Come evidenziato all’inizio di settembre da una lunga inchiesta dell’Economist, l’Asia si sta però avviando verso nuova rivoluzione: introduzione di un sistema di Stato sociale. Con l’opportunità di farlo, continua il settimanale britannico, potendo evitare gli errori che sono stati fatti in passato dall’Occidente.

Un esempio su tutti è la riforma sanitaria approvata lo scorso ottobre dalla Camera indonesiana. Ancora a febbraio l’attacco di un articolo del quotidiano Kompas spiegava che in Indonesia ammalarsi è un lusso che i poveri non si possono permettere e per molte famiglie un ricovero verrebbe a costare l’intero stipendio.
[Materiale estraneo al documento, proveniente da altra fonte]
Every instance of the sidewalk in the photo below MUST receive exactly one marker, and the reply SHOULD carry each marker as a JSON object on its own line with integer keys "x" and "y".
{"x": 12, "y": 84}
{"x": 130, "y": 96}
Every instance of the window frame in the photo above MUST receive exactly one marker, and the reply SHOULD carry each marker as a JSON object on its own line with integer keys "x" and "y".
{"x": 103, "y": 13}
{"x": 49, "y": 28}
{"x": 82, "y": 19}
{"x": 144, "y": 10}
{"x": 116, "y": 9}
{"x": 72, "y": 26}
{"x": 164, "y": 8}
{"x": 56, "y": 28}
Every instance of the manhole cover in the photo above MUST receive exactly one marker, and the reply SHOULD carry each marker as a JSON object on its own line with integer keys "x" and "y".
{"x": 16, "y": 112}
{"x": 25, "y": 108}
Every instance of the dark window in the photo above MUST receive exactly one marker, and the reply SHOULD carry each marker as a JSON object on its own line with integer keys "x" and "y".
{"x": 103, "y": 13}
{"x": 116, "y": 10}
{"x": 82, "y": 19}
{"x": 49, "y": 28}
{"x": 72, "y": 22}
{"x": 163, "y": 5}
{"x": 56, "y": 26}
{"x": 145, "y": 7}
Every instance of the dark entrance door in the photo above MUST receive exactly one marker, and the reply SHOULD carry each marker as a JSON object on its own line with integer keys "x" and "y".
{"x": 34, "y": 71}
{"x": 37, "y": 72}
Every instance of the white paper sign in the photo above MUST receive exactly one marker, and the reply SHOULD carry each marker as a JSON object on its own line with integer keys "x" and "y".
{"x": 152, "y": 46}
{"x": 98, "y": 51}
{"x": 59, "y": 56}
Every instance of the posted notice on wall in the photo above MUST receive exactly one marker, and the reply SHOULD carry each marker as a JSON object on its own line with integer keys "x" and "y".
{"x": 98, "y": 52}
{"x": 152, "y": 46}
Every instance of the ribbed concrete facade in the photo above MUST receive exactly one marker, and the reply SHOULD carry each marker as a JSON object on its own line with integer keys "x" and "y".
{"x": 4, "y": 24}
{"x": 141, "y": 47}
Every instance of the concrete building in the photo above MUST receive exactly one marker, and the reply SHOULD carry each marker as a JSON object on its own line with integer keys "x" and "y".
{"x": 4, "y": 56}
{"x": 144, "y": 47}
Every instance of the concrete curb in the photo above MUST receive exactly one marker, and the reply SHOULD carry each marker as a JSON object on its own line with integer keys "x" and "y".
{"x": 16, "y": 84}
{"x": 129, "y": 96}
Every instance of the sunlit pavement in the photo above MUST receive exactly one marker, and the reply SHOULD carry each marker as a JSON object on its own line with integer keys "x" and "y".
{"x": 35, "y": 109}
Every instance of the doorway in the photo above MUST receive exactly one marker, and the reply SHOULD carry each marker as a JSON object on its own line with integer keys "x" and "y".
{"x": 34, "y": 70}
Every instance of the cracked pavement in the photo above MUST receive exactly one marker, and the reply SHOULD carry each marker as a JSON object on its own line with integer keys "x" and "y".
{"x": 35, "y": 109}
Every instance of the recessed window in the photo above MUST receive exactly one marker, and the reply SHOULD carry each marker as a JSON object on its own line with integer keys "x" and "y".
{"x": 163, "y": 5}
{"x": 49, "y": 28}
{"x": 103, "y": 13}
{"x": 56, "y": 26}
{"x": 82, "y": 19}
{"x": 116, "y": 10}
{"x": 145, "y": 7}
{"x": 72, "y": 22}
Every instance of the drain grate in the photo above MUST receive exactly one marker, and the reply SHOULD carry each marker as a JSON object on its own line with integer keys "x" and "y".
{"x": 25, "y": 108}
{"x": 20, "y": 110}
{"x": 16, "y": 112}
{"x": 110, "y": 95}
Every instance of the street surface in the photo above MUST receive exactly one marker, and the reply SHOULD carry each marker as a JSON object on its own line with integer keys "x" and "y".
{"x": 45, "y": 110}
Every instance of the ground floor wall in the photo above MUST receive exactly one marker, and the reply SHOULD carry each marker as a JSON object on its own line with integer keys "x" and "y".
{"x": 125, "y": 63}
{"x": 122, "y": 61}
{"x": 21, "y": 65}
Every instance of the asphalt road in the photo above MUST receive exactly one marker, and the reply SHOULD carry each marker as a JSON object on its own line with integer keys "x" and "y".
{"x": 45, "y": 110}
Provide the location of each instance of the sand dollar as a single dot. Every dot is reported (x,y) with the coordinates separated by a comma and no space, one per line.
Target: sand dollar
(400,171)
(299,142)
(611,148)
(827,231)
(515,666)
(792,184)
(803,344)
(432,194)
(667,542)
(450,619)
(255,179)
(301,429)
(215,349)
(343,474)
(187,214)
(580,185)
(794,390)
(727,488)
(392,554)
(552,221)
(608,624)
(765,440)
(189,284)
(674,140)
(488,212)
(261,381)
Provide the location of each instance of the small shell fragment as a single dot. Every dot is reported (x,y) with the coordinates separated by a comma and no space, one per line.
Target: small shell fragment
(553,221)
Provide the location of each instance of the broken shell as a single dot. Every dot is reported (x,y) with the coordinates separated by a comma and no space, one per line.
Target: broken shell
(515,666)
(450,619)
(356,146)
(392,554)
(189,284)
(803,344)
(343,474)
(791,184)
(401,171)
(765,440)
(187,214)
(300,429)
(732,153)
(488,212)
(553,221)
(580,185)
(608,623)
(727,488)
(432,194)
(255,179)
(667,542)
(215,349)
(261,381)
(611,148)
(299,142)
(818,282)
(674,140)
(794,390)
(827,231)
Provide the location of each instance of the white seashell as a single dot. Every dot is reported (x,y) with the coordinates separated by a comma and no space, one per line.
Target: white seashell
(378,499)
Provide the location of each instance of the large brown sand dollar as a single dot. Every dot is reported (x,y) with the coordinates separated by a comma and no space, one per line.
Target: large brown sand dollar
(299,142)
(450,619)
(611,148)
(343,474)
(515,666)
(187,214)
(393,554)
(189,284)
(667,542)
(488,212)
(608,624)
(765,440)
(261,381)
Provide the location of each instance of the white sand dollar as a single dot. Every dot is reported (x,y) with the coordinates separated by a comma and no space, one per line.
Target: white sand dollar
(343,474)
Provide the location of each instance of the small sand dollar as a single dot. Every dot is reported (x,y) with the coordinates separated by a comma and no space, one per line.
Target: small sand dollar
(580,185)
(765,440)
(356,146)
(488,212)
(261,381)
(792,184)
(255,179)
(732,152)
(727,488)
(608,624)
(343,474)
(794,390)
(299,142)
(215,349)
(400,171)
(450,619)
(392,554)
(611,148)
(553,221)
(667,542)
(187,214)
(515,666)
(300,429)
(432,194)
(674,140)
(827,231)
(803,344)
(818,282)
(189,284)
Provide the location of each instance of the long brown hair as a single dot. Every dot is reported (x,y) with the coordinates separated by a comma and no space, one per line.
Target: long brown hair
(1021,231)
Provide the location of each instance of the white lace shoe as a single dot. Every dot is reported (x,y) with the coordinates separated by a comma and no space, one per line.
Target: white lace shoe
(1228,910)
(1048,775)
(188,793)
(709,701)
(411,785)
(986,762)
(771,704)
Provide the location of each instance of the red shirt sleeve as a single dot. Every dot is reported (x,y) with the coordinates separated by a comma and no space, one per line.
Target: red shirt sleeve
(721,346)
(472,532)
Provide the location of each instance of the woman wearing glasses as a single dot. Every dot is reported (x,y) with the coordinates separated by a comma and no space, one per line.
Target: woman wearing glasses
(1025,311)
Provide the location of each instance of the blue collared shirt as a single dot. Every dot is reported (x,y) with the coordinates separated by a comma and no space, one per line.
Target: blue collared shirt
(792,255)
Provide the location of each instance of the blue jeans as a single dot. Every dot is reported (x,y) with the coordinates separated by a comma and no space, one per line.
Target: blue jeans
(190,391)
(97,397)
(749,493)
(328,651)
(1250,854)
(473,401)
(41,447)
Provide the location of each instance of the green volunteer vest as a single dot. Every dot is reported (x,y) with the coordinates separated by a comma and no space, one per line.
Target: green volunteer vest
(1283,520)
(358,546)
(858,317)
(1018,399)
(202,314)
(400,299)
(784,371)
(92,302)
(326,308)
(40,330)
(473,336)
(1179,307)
Dal 2014 un servizio di previdenza sociale fornirà la copertura sanitaria universale, con particolare attenzione alle fasce più povere delle popolazione che oggi non sono in grado di pagare assicurazioni private.

Il governo di Giacarta prevede di stanziare nella cosiddetta Bpjs Kesehatan 25mila miliardi di rupie, circa 2,1 miliardi di euro. Entro il 2019 la copertura sanitaria sarà garantita a tutti gli indonesiani.

Attualmente il 63 per cento della popolazione ha una copertura sanitaria di qualche tipo, di questi sono 76 milioni quelli che beneficiano dei programmi Jamkesma per i più poveri.

Come ricorda il Jakarta Post, assieme agli altri sistemi di previdenza sociale che prenderanno il via a gennaio del 2015, la sanità sarà uno dei temi su cui gli elettori tra due anni presseranno i candidati alle presidenziali e faranno le loro scelte.